A dirt road might carry 4 cars a day, while I-95 carries hundreds of thousands. If the dirt road requires maintenance every few years, I would would wager that the cost per mile driven for the dirt road is a good deal more than for I-95.
This whole article is stupid from a mathematical and engineering point of view. It is just emotion-based nonsense. That is not to say that the conclusions are necessarily wrong. There just seems to be no rational basis for them.
There are many good points being made here by FReepers - especially those referring to the economic and other freedoms, opportunities, and benefits our roads, including our Interstate Highway system give us.
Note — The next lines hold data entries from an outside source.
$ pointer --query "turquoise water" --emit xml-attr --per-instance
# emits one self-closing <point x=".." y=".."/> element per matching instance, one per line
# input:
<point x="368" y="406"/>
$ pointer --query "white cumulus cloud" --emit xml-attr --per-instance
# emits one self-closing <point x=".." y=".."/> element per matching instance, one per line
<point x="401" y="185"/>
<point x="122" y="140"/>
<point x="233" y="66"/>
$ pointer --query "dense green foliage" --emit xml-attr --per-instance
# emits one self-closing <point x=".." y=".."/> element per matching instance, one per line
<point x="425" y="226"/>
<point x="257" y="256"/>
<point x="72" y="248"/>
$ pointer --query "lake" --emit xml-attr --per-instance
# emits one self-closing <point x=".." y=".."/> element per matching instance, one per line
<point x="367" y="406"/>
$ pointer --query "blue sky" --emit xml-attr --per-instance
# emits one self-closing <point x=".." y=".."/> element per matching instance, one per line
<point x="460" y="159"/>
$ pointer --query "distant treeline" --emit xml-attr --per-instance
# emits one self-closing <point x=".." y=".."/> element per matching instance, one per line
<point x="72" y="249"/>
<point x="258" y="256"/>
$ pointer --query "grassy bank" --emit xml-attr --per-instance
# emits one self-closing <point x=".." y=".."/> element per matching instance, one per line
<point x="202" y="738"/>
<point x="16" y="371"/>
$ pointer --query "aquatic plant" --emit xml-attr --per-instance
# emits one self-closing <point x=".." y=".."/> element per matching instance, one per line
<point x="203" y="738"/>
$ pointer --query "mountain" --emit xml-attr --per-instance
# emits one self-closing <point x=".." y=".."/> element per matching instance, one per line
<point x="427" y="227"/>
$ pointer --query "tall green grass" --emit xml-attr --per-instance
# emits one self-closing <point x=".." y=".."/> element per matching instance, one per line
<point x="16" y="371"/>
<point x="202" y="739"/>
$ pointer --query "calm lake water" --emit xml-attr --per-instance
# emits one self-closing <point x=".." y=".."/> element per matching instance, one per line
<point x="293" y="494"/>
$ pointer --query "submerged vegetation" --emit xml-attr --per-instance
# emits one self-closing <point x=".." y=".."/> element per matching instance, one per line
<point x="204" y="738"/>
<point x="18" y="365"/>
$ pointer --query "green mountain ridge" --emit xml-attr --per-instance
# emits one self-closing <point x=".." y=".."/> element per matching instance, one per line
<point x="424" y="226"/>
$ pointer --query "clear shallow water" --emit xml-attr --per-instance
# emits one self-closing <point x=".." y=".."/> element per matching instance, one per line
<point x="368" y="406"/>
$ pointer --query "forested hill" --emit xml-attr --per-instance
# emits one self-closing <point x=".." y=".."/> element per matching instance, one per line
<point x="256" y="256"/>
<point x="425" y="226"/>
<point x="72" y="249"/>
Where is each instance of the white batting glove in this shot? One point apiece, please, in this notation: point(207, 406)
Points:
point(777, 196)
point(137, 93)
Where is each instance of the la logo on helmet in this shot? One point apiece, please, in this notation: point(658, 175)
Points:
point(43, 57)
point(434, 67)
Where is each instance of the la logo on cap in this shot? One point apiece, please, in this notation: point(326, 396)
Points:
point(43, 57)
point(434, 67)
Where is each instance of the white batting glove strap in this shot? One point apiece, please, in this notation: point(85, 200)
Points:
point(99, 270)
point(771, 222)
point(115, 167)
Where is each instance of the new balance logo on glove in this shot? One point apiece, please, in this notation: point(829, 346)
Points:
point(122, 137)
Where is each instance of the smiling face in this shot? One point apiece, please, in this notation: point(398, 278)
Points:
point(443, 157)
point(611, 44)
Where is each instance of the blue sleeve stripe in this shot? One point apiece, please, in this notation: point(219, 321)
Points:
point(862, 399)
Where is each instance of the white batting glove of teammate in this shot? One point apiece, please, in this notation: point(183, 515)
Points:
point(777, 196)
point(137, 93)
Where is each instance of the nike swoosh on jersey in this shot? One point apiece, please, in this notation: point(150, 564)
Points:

Aside from “freedom”, for economic reasons (mostly) China has been building a modern road system at an incredible pace, and they are no fools.
Has the author considered that publicly funded roads are a boon to modest income folks who must “transport” a lot outside of public mass transit? Does he really think most people would be better off on dirt roads? (Lord knows, we have plenty of dirt and / or gravel roads around here, and any significant amount of driving on them is both a PITA and sometimes downright dangerous to both car and driver / passengers, no matter how cautious one is, unless walking speed is the “limit” one accepts.)
Then the author claims the Interstate Highways were built to evacuate people from cities in the event of a nuclear war, which is just an absurd idea, as he goes to show in the next paragraph. I might not like Ike on all points, but, he was not THAT crazy.
I’d also point out that the Interstate Highway System has been a great aid in tying the people of this very large and diverse nation together.
Author is lame. Claiming it unfair for farmers etc who drive on dirt roads having to pay, via taxes for interstate rds means folks without kids in school should not have to pay any taxes slotted for public education.